It is tough to define this off-kilter take on Dion's life story; perhaps "absurdist musical homage" will have to do. It is not a takedown of the musical biopic, in the style of Walk Hard: The Dewey Cox Story (2007), nor does it mock a musical genre, as This Is Spinal Tap (1984) does.

Lemercier clearly loves Dion both as a performer and as a person, if Aline's life is anything to go by. Aline has her flaws, but she is a star who struggles to keep her husband and family close when she could have easily become another casualty of too much money, too soon.

At a recent screening, members of Dion's family gave the thumbs down to the faux biopic, calling it mean-spirited and inaccurate. Their reaction is understandable, but underlines why authorised biographies, with their carefully crafted storylines, exist mostly as fan service.

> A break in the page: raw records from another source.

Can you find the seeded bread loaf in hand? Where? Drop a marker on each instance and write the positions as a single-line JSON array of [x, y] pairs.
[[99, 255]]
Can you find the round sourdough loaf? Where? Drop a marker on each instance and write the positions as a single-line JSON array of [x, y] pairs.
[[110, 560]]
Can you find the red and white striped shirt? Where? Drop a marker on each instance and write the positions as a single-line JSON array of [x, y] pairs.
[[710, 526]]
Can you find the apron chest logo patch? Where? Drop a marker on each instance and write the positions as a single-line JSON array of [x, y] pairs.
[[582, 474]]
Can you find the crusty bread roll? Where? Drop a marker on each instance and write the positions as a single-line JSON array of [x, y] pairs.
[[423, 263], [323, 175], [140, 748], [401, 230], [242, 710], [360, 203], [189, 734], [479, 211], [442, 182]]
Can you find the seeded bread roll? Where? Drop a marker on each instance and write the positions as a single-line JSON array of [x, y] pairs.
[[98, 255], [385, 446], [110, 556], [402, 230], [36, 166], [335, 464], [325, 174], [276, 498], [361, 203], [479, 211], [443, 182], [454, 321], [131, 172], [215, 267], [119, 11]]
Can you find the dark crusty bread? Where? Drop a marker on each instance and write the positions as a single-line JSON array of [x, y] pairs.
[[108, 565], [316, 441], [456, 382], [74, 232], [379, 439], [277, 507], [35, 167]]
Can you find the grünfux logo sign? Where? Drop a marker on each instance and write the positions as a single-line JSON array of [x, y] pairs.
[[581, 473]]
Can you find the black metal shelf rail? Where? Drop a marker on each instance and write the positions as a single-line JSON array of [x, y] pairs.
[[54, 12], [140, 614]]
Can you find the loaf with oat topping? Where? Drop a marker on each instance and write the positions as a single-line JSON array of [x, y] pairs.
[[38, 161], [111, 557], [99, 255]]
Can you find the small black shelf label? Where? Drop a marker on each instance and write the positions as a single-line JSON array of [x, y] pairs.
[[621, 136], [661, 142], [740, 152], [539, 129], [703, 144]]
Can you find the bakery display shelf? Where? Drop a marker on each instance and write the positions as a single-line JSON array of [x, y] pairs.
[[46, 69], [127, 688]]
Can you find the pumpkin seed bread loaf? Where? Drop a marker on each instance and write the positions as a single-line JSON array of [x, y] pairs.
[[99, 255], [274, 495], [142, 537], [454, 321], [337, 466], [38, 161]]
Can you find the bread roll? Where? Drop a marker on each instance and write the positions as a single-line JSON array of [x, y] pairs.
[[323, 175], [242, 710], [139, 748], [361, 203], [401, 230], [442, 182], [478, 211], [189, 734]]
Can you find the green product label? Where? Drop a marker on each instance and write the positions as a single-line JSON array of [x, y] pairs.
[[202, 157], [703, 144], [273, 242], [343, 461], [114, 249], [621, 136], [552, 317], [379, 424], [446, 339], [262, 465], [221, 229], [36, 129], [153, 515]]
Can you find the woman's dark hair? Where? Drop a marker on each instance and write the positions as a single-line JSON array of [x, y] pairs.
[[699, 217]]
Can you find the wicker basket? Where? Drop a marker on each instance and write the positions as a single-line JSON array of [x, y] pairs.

Even if you loathe Dion's music - a common complaint after 1997's My Heart Will Go On traumatised a generation of power-ballad haters - this touching portrait of a singular talent stands on its own as a piece of entertainment.

Till We Meet Again (NC16)

Kai Ko (left) and Vivian Sung (right) in Till We Meet Again. PHOTO: GOLDEN VILLAGE

128 minutes, opens Dec 2

Not reviewed

In this fantasy romance from Taiwan, A-Lun (Kai Ko) is dead after a lightning strike. In the spirit world, he becomes the god of love, with no memory of his previous life. With teammate Pinky (Gingle Wang), he turns strangers into lovers. His placid existence is thrown into disarray when he meets the human woman Xiaomi (Vivian Sung).

Resident Evil: Welcome To Raccoon City (NC16)

A still from Resident Evil: Welcome To Raccoon City, starring Kaya Scodelario. PHOTO: SONY PICTURES

108 minutes, opens Dec 2

Not reviewed

This reboot of the action-horror film series stars Kaya Scodelario and Robbie Amell as orphaned siblings Claire and Chris. Claire escapes the Raccoon City Orphanage before she is subjected to weird experiments carried out by the evil Umbrella Corporation. She returns to the city to find its citizens succumbing to an illness that turns them into zombies.

Pil's Adventures (PG)

PHOTO: GOLDEN VILLAGE

89 minutes, opens Dec 2

Not reviewed

In this English-language animated feature from French production house Tat, an usurper has laid a curse on the rightful heir to the throne, turning him into a half-cat, half-chicken creature. Plucky orphan Pil finds himself on a quest to save the city.